L: Yeah the laptop basically does,
J: ‘Cos he does it better than all of us to be fair.
L: The Safety Fire is a fucking unit man.
J: …It would be Sean.
L: He’s from north London man, we’re from South London. That’s on the divisions. We’re different people different worlds, he’s north London middle class intelligentsia. We’re ghetto, knife wielding…
J: …Fabulous. Sean, he’s out, no regrets.
C: and a question for the next band?
J: How much do you love The Safety Fire?
C: Well there’s only one answer to that…
J: fuck The Safety Fire. Um…if you had to pick one member of The Safety Fire who had the best collar bones (laughs)
J: …to replace one of your own members…
L: Who is the next band?
C: I think it’s Exist Immortal. It’s them or Destrage.

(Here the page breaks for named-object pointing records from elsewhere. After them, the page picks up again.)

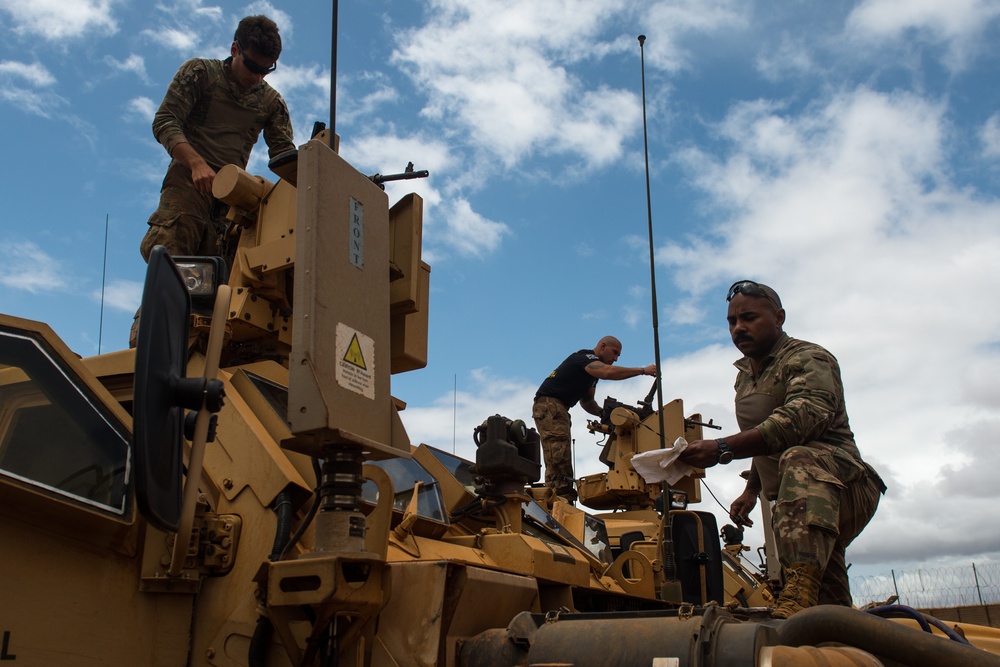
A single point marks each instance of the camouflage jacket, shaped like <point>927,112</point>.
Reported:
<point>206,108</point>
<point>795,398</point>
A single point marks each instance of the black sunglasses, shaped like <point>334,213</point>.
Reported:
<point>750,288</point>
<point>252,66</point>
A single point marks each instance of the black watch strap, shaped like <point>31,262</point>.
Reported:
<point>725,454</point>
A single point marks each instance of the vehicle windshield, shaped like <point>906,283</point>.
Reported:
<point>54,434</point>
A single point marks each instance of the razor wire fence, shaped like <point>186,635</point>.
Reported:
<point>933,587</point>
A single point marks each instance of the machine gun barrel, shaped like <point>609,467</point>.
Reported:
<point>409,173</point>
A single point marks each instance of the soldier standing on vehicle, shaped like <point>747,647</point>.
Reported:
<point>790,409</point>
<point>574,380</point>
<point>211,116</point>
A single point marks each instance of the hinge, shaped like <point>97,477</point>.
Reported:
<point>218,537</point>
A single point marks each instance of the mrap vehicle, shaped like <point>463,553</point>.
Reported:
<point>239,489</point>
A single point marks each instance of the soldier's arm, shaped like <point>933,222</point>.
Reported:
<point>184,91</point>
<point>278,133</point>
<point>812,400</point>
<point>604,371</point>
<point>589,404</point>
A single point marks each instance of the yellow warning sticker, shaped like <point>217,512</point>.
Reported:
<point>355,361</point>
<point>354,354</point>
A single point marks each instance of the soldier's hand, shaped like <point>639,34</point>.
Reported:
<point>740,510</point>
<point>203,176</point>
<point>700,454</point>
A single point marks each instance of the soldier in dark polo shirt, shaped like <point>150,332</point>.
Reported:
<point>574,381</point>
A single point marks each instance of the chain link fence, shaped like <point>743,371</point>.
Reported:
<point>935,587</point>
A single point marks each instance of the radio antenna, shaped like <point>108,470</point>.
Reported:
<point>104,280</point>
<point>333,75</point>
<point>671,589</point>
<point>652,263</point>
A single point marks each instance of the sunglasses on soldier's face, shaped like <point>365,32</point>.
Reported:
<point>750,288</point>
<point>252,66</point>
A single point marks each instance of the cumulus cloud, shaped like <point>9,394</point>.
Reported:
<point>27,86</point>
<point>846,209</point>
<point>55,20</point>
<point>502,71</point>
<point>34,74</point>
<point>142,108</point>
<point>959,25</point>
<point>25,266</point>
<point>120,295</point>
<point>134,64</point>
<point>990,137</point>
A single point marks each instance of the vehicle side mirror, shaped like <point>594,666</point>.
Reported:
<point>160,364</point>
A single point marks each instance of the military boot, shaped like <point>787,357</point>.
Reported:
<point>800,592</point>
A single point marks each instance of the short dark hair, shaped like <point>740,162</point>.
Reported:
<point>260,35</point>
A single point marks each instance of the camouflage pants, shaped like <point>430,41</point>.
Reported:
<point>183,221</point>
<point>825,499</point>
<point>553,424</point>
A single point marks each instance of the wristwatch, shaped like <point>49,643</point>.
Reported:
<point>725,454</point>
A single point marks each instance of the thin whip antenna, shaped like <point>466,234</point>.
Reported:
<point>104,280</point>
<point>652,263</point>
<point>333,75</point>
<point>671,589</point>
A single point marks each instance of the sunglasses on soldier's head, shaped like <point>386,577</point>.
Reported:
<point>750,288</point>
<point>252,66</point>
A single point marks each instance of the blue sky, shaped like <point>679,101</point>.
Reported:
<point>846,153</point>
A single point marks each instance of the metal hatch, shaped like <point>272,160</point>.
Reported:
<point>61,432</point>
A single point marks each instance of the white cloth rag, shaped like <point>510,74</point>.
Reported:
<point>661,465</point>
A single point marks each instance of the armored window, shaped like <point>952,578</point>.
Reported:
<point>55,435</point>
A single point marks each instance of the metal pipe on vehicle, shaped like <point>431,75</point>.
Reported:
<point>878,636</point>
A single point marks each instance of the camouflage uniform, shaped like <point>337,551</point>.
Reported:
<point>206,108</point>
<point>824,493</point>
<point>561,390</point>
<point>553,423</point>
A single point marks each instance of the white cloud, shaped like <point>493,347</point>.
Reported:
<point>26,267</point>
<point>134,64</point>
<point>990,136</point>
<point>958,24</point>
<point>15,76</point>
<point>121,295</point>
<point>468,232</point>
<point>35,74</point>
<point>673,22</point>
<point>846,209</point>
<point>501,72</point>
<point>180,40</point>
<point>56,20</point>
<point>141,107</point>
<point>791,56</point>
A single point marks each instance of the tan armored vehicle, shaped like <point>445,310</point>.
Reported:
<point>240,490</point>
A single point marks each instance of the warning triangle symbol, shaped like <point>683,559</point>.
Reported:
<point>354,355</point>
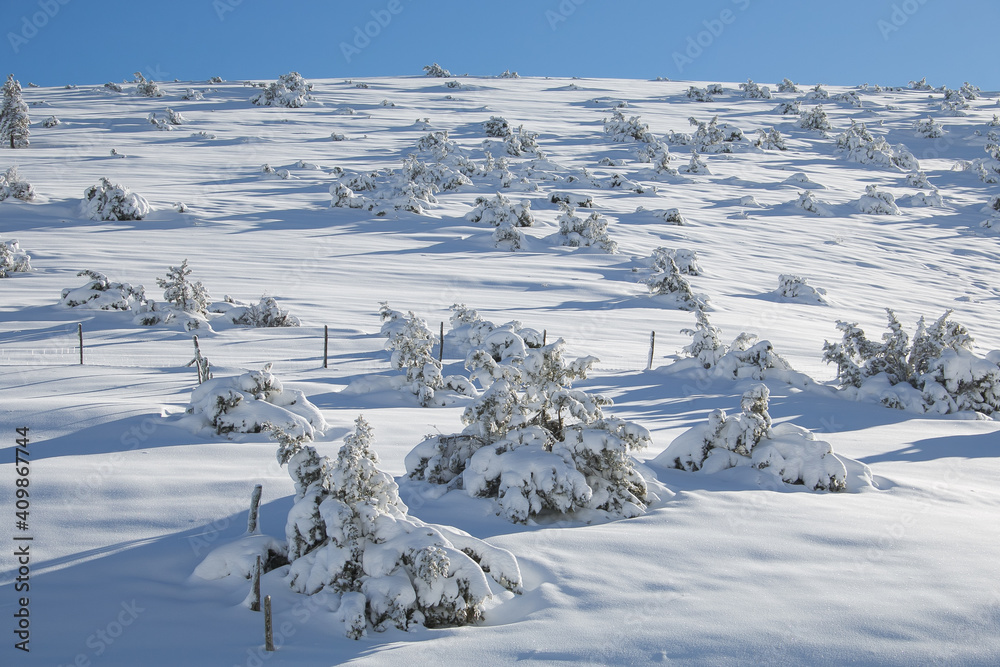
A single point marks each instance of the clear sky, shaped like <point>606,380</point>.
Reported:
<point>837,42</point>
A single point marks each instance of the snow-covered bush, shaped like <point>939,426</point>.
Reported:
<point>290,90</point>
<point>936,372</point>
<point>769,139</point>
<point>265,313</point>
<point>807,201</point>
<point>13,259</point>
<point>927,128</point>
<point>745,357</point>
<point>698,94</point>
<point>182,293</point>
<point>12,185</point>
<point>623,129</point>
<point>795,288</point>
<point>349,533</point>
<point>100,293</point>
<point>954,103</point>
<point>501,211</point>
<point>815,119</point>
<point>788,86</point>
<point>112,201</point>
<point>668,281</point>
<point>685,260</point>
<point>753,91</point>
<point>14,120</point>
<point>536,445</point>
<point>790,452</point>
<point>586,232</point>
<point>879,202</point>
<point>144,88</point>
<point>861,146</point>
<point>248,403</point>
<point>788,108</point>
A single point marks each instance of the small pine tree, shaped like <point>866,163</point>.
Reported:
<point>14,119</point>
<point>178,289</point>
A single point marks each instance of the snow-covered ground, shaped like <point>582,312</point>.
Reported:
<point>127,498</point>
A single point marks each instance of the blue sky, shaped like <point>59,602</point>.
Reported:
<point>840,42</point>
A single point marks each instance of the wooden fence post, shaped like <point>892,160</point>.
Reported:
<point>268,633</point>
<point>254,506</point>
<point>652,344</point>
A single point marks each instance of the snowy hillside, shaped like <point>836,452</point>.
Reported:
<point>764,487</point>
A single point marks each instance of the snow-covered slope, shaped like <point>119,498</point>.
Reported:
<point>724,569</point>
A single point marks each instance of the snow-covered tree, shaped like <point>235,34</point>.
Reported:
<point>112,201</point>
<point>435,70</point>
<point>535,444</point>
<point>250,402</point>
<point>144,88</point>
<point>13,259</point>
<point>181,292</point>
<point>585,232</point>
<point>101,293</point>
<point>12,185</point>
<point>749,439</point>
<point>349,533</point>
<point>290,90</point>
<point>14,119</point>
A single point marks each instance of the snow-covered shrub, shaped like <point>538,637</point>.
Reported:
<point>746,357</point>
<point>698,94</point>
<point>349,533</point>
<point>13,259</point>
<point>818,93</point>
<point>937,372</point>
<point>927,128</point>
<point>788,108</point>
<point>753,91</point>
<point>623,129</point>
<point>696,165</point>
<point>586,232</point>
<point>248,403</point>
<point>807,201</point>
<point>290,90</point>
<point>954,103</point>
<point>685,260</point>
<point>861,146</point>
<point>436,70</point>
<point>796,288</point>
<point>815,119</point>
<point>12,185</point>
<point>788,86</point>
<point>769,139</point>
<point>670,282</point>
<point>265,313</point>
<point>790,452</point>
<point>144,88</point>
<point>412,344</point>
<point>14,120</point>
<point>879,202</point>
<point>111,201</point>
<point>100,293</point>
<point>536,445</point>
<point>500,210</point>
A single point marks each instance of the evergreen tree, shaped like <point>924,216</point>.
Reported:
<point>14,115</point>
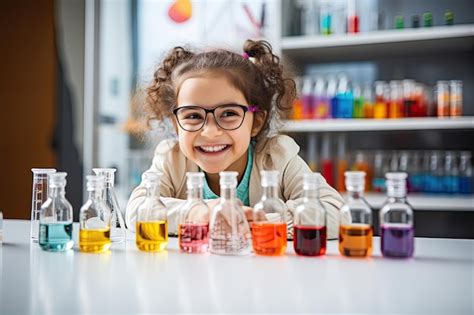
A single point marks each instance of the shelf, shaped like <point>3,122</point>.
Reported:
<point>428,202</point>
<point>426,123</point>
<point>379,43</point>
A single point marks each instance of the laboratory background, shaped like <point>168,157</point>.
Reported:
<point>401,70</point>
<point>383,86</point>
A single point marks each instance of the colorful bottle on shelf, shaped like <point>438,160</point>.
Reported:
<point>55,228</point>
<point>368,96</point>
<point>117,227</point>
<point>442,98</point>
<point>152,217</point>
<point>352,18</point>
<point>451,173</point>
<point>331,93</point>
<point>355,231</point>
<point>38,196</point>
<point>380,167</point>
<point>342,163</point>
<point>309,234</point>
<point>465,173</point>
<point>230,231</point>
<point>269,231</point>
<point>396,95</point>
<point>308,98</point>
<point>396,219</point>
<point>381,99</point>
<point>297,110</point>
<point>427,19</point>
<point>321,105</point>
<point>455,98</point>
<point>327,166</point>
<point>95,218</point>
<point>361,164</point>
<point>345,98</point>
<point>358,102</point>
<point>193,229</point>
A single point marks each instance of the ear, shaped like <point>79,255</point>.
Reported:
<point>258,122</point>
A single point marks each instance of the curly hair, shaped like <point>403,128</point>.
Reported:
<point>259,76</point>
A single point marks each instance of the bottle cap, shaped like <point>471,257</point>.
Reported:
<point>108,173</point>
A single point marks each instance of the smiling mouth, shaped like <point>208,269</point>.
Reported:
<point>213,148</point>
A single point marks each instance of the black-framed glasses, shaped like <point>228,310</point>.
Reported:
<point>228,116</point>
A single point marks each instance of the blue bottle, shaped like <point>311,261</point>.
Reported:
<point>451,174</point>
<point>55,232</point>
<point>345,99</point>
<point>465,173</point>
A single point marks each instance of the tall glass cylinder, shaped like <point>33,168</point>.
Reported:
<point>38,196</point>
<point>152,217</point>
<point>55,232</point>
<point>269,218</point>
<point>193,230</point>
<point>355,232</point>
<point>309,236</point>
<point>230,231</point>
<point>117,227</point>
<point>95,218</point>
<point>396,219</point>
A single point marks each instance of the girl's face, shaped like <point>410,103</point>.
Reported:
<point>212,148</point>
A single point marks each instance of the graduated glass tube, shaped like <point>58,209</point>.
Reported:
<point>38,196</point>
<point>193,229</point>
<point>269,219</point>
<point>152,220</point>
<point>230,232</point>
<point>396,219</point>
<point>309,236</point>
<point>55,230</point>
<point>355,231</point>
<point>95,218</point>
<point>117,227</point>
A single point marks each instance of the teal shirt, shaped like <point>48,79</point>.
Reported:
<point>242,188</point>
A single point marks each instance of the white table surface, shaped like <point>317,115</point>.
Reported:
<point>439,279</point>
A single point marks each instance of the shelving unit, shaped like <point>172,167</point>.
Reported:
<point>341,125</point>
<point>428,202</point>
<point>388,42</point>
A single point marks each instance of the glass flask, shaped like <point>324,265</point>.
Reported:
<point>117,227</point>
<point>230,232</point>
<point>152,218</point>
<point>396,219</point>
<point>309,235</point>
<point>95,218</point>
<point>55,229</point>
<point>193,229</point>
<point>38,197</point>
<point>269,218</point>
<point>355,231</point>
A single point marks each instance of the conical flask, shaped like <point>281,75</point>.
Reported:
<point>117,226</point>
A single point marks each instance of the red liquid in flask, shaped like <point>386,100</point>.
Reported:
<point>194,237</point>
<point>309,240</point>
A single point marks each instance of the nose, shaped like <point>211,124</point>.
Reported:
<point>210,128</point>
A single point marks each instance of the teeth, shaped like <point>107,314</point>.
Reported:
<point>213,148</point>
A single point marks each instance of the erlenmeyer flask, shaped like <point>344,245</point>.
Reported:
<point>117,226</point>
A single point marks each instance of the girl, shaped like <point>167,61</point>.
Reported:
<point>222,105</point>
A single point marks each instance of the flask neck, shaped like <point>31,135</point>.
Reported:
<point>311,193</point>
<point>269,192</point>
<point>195,193</point>
<point>57,192</point>
<point>228,193</point>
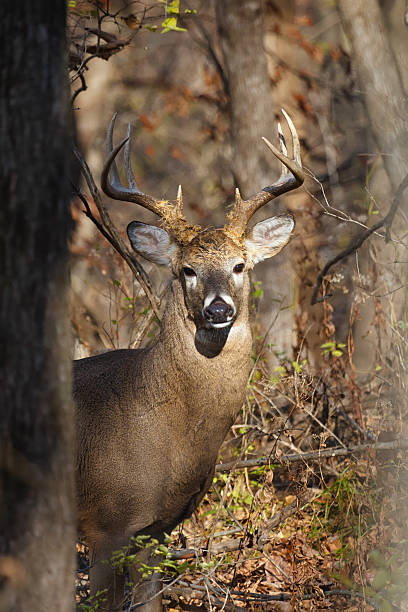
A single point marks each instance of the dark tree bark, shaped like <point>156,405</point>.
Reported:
<point>381,82</point>
<point>240,26</point>
<point>37,532</point>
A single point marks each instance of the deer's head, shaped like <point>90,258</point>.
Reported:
<point>212,264</point>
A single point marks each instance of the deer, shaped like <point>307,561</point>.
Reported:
<point>150,421</point>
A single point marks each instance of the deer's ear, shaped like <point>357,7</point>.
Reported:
<point>268,237</point>
<point>152,242</point>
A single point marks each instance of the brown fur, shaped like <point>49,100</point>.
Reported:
<point>150,424</point>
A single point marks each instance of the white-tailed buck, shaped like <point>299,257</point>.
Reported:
<point>151,421</point>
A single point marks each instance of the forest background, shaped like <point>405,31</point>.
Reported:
<point>316,520</point>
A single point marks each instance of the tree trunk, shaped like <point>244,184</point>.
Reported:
<point>386,105</point>
<point>37,526</point>
<point>381,82</point>
<point>240,26</point>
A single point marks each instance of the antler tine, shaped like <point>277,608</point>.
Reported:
<point>129,172</point>
<point>292,176</point>
<point>171,215</point>
<point>113,186</point>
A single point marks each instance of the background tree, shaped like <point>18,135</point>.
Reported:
<point>37,518</point>
<point>340,366</point>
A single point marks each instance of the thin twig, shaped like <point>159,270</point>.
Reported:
<point>361,238</point>
<point>109,231</point>
<point>312,455</point>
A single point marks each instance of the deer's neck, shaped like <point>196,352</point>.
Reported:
<point>215,385</point>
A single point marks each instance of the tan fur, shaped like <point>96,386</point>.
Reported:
<point>150,424</point>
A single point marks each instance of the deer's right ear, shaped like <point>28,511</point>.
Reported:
<point>152,242</point>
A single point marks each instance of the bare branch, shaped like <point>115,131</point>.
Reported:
<point>110,232</point>
<point>312,455</point>
<point>360,239</point>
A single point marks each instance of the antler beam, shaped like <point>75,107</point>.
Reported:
<point>292,176</point>
<point>172,215</point>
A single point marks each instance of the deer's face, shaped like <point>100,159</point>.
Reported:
<point>212,268</point>
<point>213,271</point>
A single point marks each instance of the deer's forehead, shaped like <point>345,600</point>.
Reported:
<point>213,248</point>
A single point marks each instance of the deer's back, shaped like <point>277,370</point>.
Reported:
<point>141,465</point>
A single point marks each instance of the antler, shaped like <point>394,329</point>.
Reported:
<point>171,215</point>
<point>292,176</point>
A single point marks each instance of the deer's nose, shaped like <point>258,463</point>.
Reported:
<point>218,311</point>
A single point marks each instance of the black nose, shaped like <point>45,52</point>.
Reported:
<point>218,311</point>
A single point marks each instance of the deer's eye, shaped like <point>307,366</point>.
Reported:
<point>189,271</point>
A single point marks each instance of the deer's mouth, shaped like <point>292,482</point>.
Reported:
<point>219,311</point>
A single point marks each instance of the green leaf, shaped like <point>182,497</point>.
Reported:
<point>170,24</point>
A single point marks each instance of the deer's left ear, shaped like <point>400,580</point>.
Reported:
<point>268,237</point>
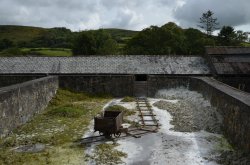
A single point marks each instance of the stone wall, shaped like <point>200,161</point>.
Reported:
<point>18,103</point>
<point>165,82</point>
<point>242,83</point>
<point>114,85</point>
<point>233,104</point>
<point>7,80</point>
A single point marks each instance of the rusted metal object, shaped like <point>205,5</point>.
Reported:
<point>110,123</point>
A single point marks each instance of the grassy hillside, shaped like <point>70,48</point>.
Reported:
<point>121,33</point>
<point>20,33</point>
<point>27,33</point>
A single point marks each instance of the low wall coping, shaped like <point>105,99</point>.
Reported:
<point>27,83</point>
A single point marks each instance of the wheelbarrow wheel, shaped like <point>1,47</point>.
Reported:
<point>107,135</point>
<point>117,134</point>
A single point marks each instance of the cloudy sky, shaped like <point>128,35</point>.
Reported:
<point>127,14</point>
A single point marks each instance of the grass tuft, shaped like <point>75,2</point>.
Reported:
<point>128,99</point>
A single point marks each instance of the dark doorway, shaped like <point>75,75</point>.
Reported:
<point>141,77</point>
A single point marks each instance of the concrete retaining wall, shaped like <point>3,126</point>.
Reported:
<point>242,83</point>
<point>233,104</point>
<point>8,80</point>
<point>18,103</point>
<point>114,85</point>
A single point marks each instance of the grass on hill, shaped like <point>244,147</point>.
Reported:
<point>20,33</point>
<point>48,52</point>
<point>62,123</point>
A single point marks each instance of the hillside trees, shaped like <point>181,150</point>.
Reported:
<point>168,39</point>
<point>208,22</point>
<point>94,43</point>
<point>229,37</point>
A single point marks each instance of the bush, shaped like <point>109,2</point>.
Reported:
<point>128,99</point>
<point>66,111</point>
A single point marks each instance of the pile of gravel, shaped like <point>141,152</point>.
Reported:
<point>191,113</point>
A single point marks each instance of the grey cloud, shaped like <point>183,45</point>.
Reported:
<point>129,14</point>
<point>228,12</point>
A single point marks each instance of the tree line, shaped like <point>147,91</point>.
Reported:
<point>167,39</point>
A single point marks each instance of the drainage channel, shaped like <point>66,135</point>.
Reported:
<point>146,113</point>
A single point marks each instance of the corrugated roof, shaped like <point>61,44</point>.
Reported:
<point>227,50</point>
<point>139,64</point>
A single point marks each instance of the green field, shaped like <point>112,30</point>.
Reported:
<point>20,33</point>
<point>46,52</point>
<point>51,52</point>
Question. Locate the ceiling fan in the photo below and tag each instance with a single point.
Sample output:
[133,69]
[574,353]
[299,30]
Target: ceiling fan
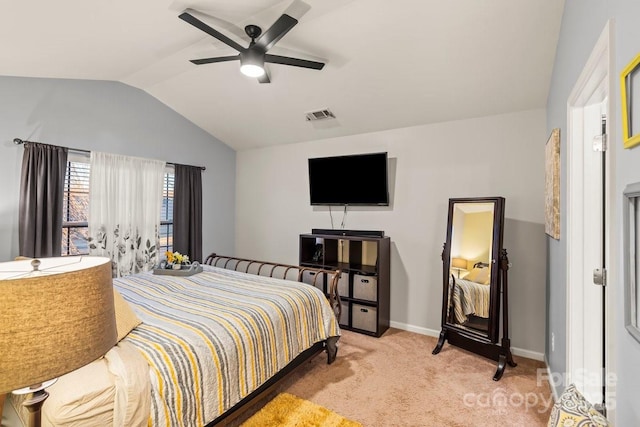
[253,57]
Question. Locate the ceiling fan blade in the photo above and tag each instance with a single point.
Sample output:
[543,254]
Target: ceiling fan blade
[276,32]
[265,77]
[215,59]
[187,17]
[285,60]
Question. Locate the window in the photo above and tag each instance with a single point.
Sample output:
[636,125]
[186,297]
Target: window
[166,214]
[75,227]
[75,209]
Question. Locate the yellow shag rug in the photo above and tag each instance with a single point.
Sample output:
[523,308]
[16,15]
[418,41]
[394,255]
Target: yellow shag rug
[287,410]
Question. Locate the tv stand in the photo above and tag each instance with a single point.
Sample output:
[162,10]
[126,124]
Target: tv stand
[363,258]
[355,233]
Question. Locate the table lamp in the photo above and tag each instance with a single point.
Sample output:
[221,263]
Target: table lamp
[458,264]
[56,315]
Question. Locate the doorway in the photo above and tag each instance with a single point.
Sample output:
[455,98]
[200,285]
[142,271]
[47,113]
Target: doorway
[589,196]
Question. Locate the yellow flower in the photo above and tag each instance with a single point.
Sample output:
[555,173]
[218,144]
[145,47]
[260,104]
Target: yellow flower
[176,258]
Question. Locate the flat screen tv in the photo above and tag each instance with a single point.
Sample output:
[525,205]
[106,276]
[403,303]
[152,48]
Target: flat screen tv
[359,179]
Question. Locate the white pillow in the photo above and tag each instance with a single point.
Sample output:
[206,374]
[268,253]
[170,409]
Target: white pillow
[478,275]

J: Destrage are that Italian band, right?
L: Yeah, I like them.
J: If you had to choose between Cannavaro and Pirlo on your team, who would it be?
L: Yeah, let’s go with that.
J: Or can you think of…Tardelli?
L: Tardelli scored the second goal in 1982, um but he wasn’t at that level. I’d say Maldini or Pirlo?
C: That’s fine. Sound!
The Safety Fire currently have one gig booked, playing Macmillan Fest at The Rescue Rooms in Nottingham with Bleed From Within and Heights. We hope this lack of touring means they’re writing and/or recording, and we’ll have new material soon, because we’re greedy like that.